PI->MIME->PI (was Re: Comments on Part 1: Encoding declaration) from Rick Jelliffe on 1997-06-07 (w3c-sgml-wg@w3.org from June 1997)

From: Rick Jelliffe <ricko@allette.com.au>
Date: Sun, 8 Jun 1997 04:29:42 +1000
To: <w3c-sgml-wg@w3.org>
Message-Id: <199706071829.EAA08092@jawa.chilli.net.au>

> From: Gavin Nicol <gtn@eps.inso.com>

> I would say to apply the heuristics *if* no outside encoding
> specification is applied, but in cases where it is available (and
> these will become more common), that should override everything.

Yes, Gavin's examples are very compelling, especially his point 
about documents composed of external entities in different charsets 
(CASE 1): a client should prefer external encoding specifications 
to inherited encoding specifications. I don't think my proposal & 
the Japanese one handles that case, which is an important one.

I have previously made the comment that XML generators should be
quick to stick in BOM and encoding PIs, but that transmitters and
clients should err on the side of caution and remove them if there is 
any doubt (or duplication).

The best place for this to occur may well be at the server, to use and
strip the charset pseudo-attribute in the encoding PIs into the charset
parameter of the MIME header (and then reintroduced if the file is saved
to disk at the client end).   PI -> MIME -> PI

The reason for the encoding PI was that XML documents will have a life
before and after transmission: not all of them will be generated on the 
fly.   I think Gavin has provided a good argument why MIME charset 
may be preferable to encoding PI's charset for transmission. 

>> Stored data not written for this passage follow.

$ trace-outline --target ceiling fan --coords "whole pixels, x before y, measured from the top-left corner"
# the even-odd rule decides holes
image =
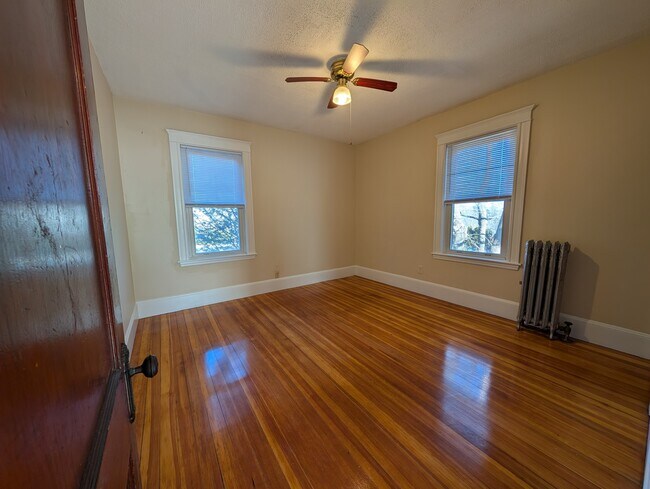
[[[328,109],[334,109],[339,105],[347,105],[352,101],[350,89],[347,87],[348,83],[352,83],[357,87],[374,88],[375,90],[384,90],[386,92],[393,92],[397,88],[397,83],[386,80],[376,80],[374,78],[352,78],[354,72],[357,71],[359,65],[368,56],[368,48],[363,44],[353,44],[352,49],[347,57],[335,59],[330,66],[331,74],[328,77],[324,76],[294,76],[289,77],[285,81],[287,83],[295,82],[334,82],[337,84],[334,93],[330,97],[327,104]]]

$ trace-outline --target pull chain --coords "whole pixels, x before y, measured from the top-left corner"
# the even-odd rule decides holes
[[[350,111],[348,112],[350,114],[350,132],[348,134],[350,135],[350,146],[352,146],[352,101],[348,105],[350,106]]]

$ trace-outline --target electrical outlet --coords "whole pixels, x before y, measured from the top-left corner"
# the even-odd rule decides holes
[[[275,267],[275,278],[280,278],[280,267]]]
[[[418,265],[418,274],[422,275],[423,267],[422,265]]]

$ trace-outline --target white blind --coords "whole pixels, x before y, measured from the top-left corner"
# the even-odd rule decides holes
[[[517,128],[447,146],[445,201],[512,195]]]
[[[183,193],[191,205],[244,205],[244,163],[239,153],[181,146]]]

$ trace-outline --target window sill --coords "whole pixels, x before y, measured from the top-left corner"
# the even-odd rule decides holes
[[[468,263],[470,265],[481,265],[484,267],[505,268],[507,270],[519,270],[521,263],[492,260],[490,258],[476,258],[471,256],[447,255],[434,251],[431,255],[437,260],[455,261],[459,263]]]
[[[221,263],[224,261],[250,260],[255,258],[257,253],[243,253],[241,255],[224,255],[224,256],[206,256],[200,258],[191,258],[189,260],[179,260],[178,264],[182,267],[192,267],[195,265],[209,265],[210,263]]]

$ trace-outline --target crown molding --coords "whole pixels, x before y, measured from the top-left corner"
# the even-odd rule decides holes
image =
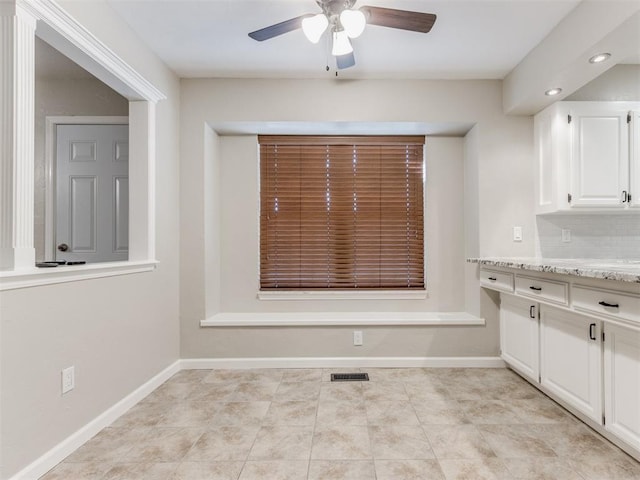
[[[140,100],[157,103],[166,95],[122,60],[53,0],[16,0],[16,6],[42,20],[49,29],[120,80]],[[63,52],[66,53],[66,52]]]

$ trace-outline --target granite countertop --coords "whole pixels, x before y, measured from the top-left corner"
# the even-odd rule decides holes
[[[640,283],[640,260],[482,257],[467,258],[467,262],[494,267],[518,268],[536,272],[561,273],[577,277]]]

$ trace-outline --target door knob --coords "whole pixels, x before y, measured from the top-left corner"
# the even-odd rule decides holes
[[[66,252],[67,250],[69,250],[69,245],[67,245],[66,243],[61,243],[60,245],[58,245],[58,250],[60,250],[61,252]]]

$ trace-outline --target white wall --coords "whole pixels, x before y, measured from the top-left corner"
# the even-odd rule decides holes
[[[179,356],[179,82],[101,1],[62,1],[168,97],[157,106],[154,272],[0,294],[2,471],[11,477]],[[76,388],[61,396],[60,371]]]
[[[189,299],[189,304],[181,306],[183,358],[497,354],[495,305],[476,293],[476,269],[465,264],[465,249],[472,255],[534,252],[532,122],[528,117],[502,114],[500,82],[183,79],[181,98],[181,298]],[[207,149],[203,130],[208,125],[229,131],[234,125],[250,124],[255,126],[254,133],[262,133],[278,122],[293,122],[297,128],[321,128],[326,122],[358,127],[376,122],[476,125],[473,141],[427,139],[429,298],[367,302],[256,299],[257,142],[251,135],[217,135],[215,148]],[[467,159],[472,159],[469,166]],[[212,168],[208,162],[217,166]],[[468,175],[467,168],[472,169]],[[218,169],[219,178],[206,178]],[[467,192],[465,181],[477,187]],[[221,211],[215,210],[215,202],[210,203],[211,210],[205,205],[203,211],[204,199],[211,194],[203,185],[216,183],[220,184],[217,201]],[[465,214],[472,215],[466,224]],[[203,220],[217,215],[220,223],[212,230],[220,232],[219,249],[216,240],[206,234]],[[512,242],[513,225],[523,226],[522,243]],[[471,241],[465,242],[465,231]],[[206,288],[220,285],[218,308],[208,308],[212,303],[206,296],[211,293],[201,291],[205,273],[197,263],[207,256],[221,263],[221,280],[204,283]],[[350,345],[351,329],[346,327],[199,327],[200,320],[218,312],[460,311],[467,308],[467,296],[468,308],[487,317],[486,328],[370,328],[365,329],[370,340],[356,350]]]

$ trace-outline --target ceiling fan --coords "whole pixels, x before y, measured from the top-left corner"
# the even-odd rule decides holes
[[[352,7],[356,0],[316,0],[316,3],[322,13],[291,18],[251,32],[249,36],[262,42],[302,28],[309,41],[318,43],[322,34],[329,30],[333,41],[331,54],[336,57],[338,69],[343,69],[356,64],[349,39],[359,37],[367,24],[428,33],[436,21],[436,16],[432,13],[372,6],[355,10]]]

The chain of detection should be for servers and when the MIME header 
is incomplete.  

But lets not complicate things. Lets just make the 1.0 draft 
just have the chain of detection for a local file, and leave it up to 
implementers of servers and clients to figure out a policy for
making use of this information w.r.t. http.  XML is a markup 
language, not a high-level networking protocol.


Rick Jelliffe

Received on Saturday, 7 June 1997 14:29:33 UTC